Walter Parks Swamp by Chandelier Spirituals Reimagined

Presented by The Arts Council of Martin County and The Lyric Theatre

Walter Parks is an American original and a study in contrasts. Appearing in his one-man show, Swamp by Chandelier – Spirituals Reimagined the Jacksonville, Florida native is dedicated to giving voice to the music of north Florida and the Georgia swamps but he has operatic training. He was the lead guitar player for Richie Havens and spent time in a French monastery. He was trained in the classical viola and plays the electric guitar. He’s a Southerner who now lives in New Jersey. In an interview several years ago, he spoke of why the music of the people who lived around the Okefenokee Swamp touched him, “The most interesting were swamp hollers. They’re melodic messages hunters would sing. They’re beautiful and there is almost a jazz and operatic quality.”

In Spirituals Reimagined, Parks will present his own compositions of spirituals, hymns and worksongs that were the soundtrack to modern America as well as the songs that they have inspired. “Great Gig in the sky,” a gospel song inspired by a Pink Floyd tune; “Georgia Rice/Up From Under,” a song about the trek of slaves south into Florida; the hymn “How Great Thou Art;” “Freedom,” an upbeat song Richie Havens improvised; “Amazing Grace;” and “Way Down in the Hole,” an upbeat version of the Tom Waits song that was the theme for the television series, “The Wire.” It is an eclectic mix, to be sure.

The title “Swamp by Chandelier” comes from the anomaly that a chandelier would be in a swamp. “As out of place as might be an elegant chandelier suspended in the rustic realm of the swamp, one could say the same of human presence in it throughout the years,” Parks shared. He traces the inspiration of the show to his days as a Boy Scout in Jacksonville camping on Billy’s Island in the Okefenokee Swamp. He saw signs of life: old railroad tracks, rusted machinery and an old graveyard and thought that people had lived there once and probably made music. He researched the area in the Library of Congress American Folklife Collection and found the tapes recorded in the Franklin Roosevelt era. For this show, he decided not to replicate the sounds, but to reinterpret the songs with, as he says, “my voice, my guitar and electronic ambient treatments.”

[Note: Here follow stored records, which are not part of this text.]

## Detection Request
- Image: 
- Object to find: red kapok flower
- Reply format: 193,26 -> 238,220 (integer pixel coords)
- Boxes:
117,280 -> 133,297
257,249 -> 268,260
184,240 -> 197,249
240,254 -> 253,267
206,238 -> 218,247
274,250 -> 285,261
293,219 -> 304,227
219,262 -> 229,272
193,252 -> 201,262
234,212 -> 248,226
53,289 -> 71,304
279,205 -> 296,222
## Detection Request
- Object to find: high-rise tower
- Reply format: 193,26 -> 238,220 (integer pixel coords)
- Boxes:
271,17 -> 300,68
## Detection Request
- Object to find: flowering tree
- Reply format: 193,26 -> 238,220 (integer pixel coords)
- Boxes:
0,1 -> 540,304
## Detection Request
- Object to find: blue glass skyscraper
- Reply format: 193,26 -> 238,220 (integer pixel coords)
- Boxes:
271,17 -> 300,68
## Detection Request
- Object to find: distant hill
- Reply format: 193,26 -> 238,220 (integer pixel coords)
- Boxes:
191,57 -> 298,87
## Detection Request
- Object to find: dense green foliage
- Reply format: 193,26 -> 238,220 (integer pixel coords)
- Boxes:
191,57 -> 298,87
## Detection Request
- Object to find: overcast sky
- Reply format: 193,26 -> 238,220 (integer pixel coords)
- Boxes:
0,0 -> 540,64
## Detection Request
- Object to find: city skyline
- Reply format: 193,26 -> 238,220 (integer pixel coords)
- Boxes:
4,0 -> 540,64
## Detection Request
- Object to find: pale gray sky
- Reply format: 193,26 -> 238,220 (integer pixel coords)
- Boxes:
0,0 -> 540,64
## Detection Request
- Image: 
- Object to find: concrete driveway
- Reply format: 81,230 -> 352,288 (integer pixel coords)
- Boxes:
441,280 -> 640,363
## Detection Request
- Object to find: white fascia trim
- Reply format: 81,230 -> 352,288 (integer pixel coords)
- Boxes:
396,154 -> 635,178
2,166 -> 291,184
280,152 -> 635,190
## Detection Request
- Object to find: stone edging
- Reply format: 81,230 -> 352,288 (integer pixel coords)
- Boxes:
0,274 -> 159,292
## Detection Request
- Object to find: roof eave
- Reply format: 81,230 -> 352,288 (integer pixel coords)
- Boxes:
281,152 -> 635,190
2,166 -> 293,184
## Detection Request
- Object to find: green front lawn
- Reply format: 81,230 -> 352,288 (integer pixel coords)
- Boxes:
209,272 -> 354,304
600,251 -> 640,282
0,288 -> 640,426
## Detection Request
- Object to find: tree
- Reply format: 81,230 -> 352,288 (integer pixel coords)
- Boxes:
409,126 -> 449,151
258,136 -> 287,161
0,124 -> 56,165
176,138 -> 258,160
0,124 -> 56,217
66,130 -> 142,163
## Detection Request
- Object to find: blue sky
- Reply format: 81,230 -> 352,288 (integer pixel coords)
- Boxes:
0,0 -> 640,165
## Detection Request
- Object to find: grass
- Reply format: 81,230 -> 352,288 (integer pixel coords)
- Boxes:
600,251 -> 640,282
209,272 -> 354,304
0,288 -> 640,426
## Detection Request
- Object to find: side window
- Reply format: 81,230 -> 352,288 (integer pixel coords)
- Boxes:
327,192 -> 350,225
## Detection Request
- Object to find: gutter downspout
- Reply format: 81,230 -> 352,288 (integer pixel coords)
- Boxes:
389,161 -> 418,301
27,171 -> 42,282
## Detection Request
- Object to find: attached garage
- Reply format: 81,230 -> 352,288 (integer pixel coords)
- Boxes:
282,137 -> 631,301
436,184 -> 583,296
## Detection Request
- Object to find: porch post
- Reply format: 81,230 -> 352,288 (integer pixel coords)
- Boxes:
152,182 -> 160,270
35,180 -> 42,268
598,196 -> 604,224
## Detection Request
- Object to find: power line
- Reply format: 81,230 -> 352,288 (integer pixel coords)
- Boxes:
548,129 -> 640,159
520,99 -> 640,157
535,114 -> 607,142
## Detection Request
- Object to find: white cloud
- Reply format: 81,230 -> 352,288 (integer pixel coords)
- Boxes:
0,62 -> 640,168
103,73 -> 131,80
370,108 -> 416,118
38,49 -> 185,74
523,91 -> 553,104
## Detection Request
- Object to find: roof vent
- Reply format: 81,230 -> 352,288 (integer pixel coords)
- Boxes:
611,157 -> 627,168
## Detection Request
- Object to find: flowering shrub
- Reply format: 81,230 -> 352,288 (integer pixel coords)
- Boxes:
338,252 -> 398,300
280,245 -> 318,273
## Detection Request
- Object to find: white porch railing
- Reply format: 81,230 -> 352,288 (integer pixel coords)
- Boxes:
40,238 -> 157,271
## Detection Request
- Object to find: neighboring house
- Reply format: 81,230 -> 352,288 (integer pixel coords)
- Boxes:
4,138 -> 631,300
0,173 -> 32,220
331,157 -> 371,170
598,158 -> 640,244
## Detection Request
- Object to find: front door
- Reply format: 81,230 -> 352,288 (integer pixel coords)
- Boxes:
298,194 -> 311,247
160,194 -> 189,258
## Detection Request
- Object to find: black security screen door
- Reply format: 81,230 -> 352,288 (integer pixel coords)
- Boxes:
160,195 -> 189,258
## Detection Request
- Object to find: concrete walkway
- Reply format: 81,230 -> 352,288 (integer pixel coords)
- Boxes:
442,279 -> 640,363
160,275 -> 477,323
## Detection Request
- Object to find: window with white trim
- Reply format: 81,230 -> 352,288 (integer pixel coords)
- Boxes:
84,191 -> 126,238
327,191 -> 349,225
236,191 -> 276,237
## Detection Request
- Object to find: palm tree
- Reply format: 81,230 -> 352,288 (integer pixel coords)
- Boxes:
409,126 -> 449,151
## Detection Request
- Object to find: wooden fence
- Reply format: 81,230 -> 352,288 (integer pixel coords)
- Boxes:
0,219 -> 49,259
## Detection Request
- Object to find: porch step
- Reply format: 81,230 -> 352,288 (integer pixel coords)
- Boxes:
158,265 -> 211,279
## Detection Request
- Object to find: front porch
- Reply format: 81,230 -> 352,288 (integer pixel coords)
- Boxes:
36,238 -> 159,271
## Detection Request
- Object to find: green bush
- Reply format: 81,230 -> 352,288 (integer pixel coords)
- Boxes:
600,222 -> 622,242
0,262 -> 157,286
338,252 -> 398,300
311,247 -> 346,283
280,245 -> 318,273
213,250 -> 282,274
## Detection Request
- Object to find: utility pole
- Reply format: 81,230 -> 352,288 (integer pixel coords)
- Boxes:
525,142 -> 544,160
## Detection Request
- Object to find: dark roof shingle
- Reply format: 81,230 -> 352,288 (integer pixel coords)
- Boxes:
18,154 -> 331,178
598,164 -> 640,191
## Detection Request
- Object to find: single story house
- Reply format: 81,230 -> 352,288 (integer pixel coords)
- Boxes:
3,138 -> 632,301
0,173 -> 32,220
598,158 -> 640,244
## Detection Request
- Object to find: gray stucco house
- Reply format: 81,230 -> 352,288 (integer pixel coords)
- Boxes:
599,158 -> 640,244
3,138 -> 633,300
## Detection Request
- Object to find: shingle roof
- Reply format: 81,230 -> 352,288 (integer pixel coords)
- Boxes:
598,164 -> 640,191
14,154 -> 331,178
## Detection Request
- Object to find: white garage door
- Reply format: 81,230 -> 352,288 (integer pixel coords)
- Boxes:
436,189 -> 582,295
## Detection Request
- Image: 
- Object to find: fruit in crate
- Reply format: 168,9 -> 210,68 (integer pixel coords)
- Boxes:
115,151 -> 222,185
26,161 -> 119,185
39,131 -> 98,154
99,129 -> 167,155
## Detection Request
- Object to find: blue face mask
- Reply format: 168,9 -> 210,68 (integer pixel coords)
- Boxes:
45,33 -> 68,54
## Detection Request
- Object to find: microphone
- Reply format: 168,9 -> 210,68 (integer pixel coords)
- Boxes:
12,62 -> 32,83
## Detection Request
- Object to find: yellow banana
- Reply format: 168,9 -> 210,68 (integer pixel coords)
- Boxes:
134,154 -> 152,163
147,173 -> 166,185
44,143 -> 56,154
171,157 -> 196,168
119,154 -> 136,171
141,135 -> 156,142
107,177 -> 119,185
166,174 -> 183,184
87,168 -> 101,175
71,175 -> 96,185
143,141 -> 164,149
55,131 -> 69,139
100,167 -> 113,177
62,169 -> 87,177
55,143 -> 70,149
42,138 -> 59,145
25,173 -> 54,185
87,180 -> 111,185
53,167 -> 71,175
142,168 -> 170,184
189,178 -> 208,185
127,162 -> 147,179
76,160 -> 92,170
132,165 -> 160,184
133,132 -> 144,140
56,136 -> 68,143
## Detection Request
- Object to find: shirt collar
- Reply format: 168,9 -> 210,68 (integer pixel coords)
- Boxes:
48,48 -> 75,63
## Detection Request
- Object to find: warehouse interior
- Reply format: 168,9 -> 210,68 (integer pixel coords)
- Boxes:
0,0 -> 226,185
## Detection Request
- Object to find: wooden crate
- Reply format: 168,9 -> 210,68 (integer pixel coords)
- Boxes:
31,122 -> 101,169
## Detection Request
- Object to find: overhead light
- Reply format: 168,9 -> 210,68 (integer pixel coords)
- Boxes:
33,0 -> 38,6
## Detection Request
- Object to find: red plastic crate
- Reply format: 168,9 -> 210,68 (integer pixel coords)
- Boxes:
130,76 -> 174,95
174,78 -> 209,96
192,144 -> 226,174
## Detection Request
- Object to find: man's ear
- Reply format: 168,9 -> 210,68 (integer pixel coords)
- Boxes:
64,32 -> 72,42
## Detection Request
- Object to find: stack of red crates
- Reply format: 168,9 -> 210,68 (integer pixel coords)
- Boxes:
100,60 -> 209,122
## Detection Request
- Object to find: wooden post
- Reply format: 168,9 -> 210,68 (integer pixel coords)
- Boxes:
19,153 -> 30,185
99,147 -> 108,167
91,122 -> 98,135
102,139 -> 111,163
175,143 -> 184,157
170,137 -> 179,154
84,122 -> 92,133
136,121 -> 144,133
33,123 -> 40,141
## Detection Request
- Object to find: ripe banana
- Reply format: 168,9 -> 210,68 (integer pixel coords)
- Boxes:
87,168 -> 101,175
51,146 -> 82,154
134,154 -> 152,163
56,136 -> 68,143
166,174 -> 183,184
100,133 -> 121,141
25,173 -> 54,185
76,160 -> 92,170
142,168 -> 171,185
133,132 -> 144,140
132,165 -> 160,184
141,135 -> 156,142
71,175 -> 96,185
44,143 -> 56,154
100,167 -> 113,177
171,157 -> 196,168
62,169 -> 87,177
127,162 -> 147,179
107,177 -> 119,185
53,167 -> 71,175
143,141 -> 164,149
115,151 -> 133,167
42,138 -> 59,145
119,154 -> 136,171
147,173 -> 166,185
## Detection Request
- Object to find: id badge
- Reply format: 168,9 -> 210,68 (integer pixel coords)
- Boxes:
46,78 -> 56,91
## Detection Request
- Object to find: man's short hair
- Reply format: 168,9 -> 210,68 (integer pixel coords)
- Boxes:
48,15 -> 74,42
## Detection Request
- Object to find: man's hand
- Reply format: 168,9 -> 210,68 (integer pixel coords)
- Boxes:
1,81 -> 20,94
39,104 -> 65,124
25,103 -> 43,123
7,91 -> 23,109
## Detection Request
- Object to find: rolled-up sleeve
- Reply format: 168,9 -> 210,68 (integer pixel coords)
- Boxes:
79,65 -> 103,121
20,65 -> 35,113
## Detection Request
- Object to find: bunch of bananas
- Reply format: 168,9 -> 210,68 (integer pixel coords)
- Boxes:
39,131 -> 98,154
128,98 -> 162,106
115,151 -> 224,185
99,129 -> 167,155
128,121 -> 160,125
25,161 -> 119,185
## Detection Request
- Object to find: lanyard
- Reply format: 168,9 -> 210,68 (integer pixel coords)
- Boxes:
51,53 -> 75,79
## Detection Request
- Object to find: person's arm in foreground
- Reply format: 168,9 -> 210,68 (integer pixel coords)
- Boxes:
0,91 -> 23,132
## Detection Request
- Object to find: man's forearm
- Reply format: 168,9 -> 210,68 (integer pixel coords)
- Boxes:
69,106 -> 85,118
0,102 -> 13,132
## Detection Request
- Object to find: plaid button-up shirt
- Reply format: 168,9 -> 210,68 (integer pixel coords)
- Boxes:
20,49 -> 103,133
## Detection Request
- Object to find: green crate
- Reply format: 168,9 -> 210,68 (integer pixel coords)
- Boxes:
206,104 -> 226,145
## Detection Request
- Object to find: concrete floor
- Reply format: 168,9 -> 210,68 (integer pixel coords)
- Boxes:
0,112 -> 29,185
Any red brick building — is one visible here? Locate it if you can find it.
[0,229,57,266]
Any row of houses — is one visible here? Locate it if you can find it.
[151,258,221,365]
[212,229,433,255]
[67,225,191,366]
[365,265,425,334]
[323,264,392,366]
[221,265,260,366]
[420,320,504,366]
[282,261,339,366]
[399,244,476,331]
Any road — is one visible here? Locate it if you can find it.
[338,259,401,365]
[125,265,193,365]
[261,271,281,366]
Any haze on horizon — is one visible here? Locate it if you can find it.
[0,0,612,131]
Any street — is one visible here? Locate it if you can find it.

Parks found the music beautiful and haunting. It was the soundtrack of his young life. Later, he would travel Europe with Richie Havens, who was considered worldly and exotic by Europeans. Watching and working with Havens added a layer to his work. Today, his shows feature American roots music, songs he sang with Havens, entertaining stories and his gritty, earthy sound.

In an interview, he explained that he takes the metaphor of the chandelier in the swamp even further.
“I pride myself on presenting myself of the archetype of the Southern gentleman,” he said. “Even though it’s earthy and gritty, I try to be more sophisticated. That’s the chandelier. It’s rootsy, earthy music, but maybe I’ll be in a tuxedo or wearing an old-fashioned hat. I won’t have a chandelier, but maybe a lightbulb, to symbolize the minimal conditions in which people lived in the swamp.” Presented by The Arts Council of Martin County and The Lyric Theatre.